The Brazilian artist Lenine with his track "Malvadeza" from the album "Chão" creates a song built upon the sound of the cicada that can be heard along the track.
In mythology and folklore
Cicadas have been used as money, in folk medicine, to forecast the weather, to provide song (in China), and in folklore and myths around the world. In France, the cicada represents the folklore of Provence and the Mediterranean cities.
The cicada has represented insouciance since classical antiquity. Jean de La Fontaine began his collection of fables “Les fables de La Fontaine” with the story "La Cigale et la Fourmi" ("The Cicada and the Ant") based on one of Aesop's fables; in it, the cicada spends the summer singing, while the ant stores away food and finds herself without food when the weather turns bitter.

The cicada symbolizes rebirth and immortality in Chinese tradition. In the Chinese essay "Thirty-Six Stratagems" the phrase "to shed the golden cicada skin" is the poetic name for using a decoy (leaving the exuvia) to fool enemies. In the Chinese classic novel “Journey to the West” (16th century), the protagonist Priest of Tang was named the Golden Cicada.
In Japan, the cicada is associated with the summer season. For many Japanese people, summer hasn't officially begun until the first songs of the cicada are heard. According to Lafcadio Hearn, the song of Meimuns opalifera, called tsuku-tsuku boshi, is said to indicate the end of summer, and it is called so because of its particular call.

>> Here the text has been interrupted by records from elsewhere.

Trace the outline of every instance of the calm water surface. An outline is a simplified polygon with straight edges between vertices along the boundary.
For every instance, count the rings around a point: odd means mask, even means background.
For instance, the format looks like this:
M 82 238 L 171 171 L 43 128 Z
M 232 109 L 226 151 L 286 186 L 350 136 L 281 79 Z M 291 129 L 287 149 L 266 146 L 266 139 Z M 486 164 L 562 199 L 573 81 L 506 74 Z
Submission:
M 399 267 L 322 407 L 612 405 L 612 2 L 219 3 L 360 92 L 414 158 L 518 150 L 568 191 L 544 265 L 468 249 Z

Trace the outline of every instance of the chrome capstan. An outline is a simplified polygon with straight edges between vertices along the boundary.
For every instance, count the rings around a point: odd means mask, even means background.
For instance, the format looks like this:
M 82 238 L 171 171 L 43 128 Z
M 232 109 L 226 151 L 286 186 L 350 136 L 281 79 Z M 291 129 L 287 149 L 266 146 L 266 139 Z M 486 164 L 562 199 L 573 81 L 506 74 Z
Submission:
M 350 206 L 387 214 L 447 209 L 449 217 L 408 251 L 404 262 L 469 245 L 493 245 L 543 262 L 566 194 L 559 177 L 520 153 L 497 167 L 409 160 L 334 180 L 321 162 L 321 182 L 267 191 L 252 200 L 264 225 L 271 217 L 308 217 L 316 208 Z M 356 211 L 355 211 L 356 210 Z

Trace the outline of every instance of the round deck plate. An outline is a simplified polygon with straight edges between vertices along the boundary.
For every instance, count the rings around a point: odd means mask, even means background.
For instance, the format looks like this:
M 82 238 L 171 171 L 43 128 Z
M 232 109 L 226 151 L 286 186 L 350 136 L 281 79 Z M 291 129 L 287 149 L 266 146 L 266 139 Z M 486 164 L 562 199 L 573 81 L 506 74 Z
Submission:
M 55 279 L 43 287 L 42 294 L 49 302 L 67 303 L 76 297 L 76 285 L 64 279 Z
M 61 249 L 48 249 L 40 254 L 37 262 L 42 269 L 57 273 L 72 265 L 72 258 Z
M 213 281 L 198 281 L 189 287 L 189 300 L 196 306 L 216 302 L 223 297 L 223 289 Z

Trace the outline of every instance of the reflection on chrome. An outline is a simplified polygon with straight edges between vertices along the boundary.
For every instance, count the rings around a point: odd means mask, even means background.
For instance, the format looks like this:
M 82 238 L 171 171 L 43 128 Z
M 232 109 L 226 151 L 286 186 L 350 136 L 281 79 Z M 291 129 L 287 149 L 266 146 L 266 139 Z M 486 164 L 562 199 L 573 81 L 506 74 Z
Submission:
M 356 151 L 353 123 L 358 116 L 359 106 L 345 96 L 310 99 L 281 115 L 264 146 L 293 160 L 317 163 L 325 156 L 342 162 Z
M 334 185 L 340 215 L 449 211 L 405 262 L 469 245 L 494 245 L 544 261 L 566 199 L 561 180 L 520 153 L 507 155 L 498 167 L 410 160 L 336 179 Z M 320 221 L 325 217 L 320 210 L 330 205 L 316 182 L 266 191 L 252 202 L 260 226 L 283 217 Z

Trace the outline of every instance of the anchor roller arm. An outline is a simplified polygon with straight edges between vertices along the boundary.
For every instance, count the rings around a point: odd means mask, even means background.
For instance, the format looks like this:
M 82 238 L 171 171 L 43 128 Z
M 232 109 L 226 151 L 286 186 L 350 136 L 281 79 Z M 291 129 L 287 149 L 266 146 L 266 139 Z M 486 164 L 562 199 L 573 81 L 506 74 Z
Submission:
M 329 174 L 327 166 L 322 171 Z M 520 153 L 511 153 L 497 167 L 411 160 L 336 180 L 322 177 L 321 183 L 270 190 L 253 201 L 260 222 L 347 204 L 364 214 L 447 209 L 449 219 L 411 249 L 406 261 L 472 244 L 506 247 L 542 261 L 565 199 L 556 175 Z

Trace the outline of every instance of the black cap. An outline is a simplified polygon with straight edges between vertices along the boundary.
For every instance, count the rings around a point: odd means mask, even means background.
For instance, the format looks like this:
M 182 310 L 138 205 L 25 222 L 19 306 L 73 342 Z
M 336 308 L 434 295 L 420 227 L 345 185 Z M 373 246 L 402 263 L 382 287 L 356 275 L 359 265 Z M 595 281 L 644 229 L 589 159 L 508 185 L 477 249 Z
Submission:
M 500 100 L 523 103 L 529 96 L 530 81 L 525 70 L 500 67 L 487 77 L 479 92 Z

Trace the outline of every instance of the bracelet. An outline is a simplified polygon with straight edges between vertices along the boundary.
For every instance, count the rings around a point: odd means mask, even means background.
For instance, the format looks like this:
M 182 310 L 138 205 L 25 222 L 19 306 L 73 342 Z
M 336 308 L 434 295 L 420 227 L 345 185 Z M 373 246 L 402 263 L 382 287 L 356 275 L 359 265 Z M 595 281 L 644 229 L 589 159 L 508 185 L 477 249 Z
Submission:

In the Homeric “Hymn to Aphrodite,”, the goddess Aphrodit retells the legend of how Eos, the goddess of the dawn, requested Zeus to let her lover Tithonus live forever as an immortal. Zeus granted her request, but because Eos forgot to ask him to also make Tithonus ageless, Tithonus never died, but he did grow old. Eventually, he became so tiny and shriveled that he turned into the first cicada. The Greeks also used a cicada sitting on a harp as an emblem of music.
In Kapampangan mythology in the Philippines, the goddess of dusk, Sisilim, is said to be greeted by the sounds and appearances of cicadas whenever she appears.

As food and folk medicine
Cicadas were eaten in Ancient Greece, and are consumed today in China, both as adults and (more often) as nymphs. Cicadas are also eaten in Malaysia, Burma, North America, and central Africa, as well as the Balochistan region of Pakistan, especially in Ziarat. Female cicadas are prized for being meatier. Shells of cicadas are employed in traditional Chinese medicines. The 17-year "Onondaga Brood" Magicicada is culturally important and a particular delicacy to the Onondaga people.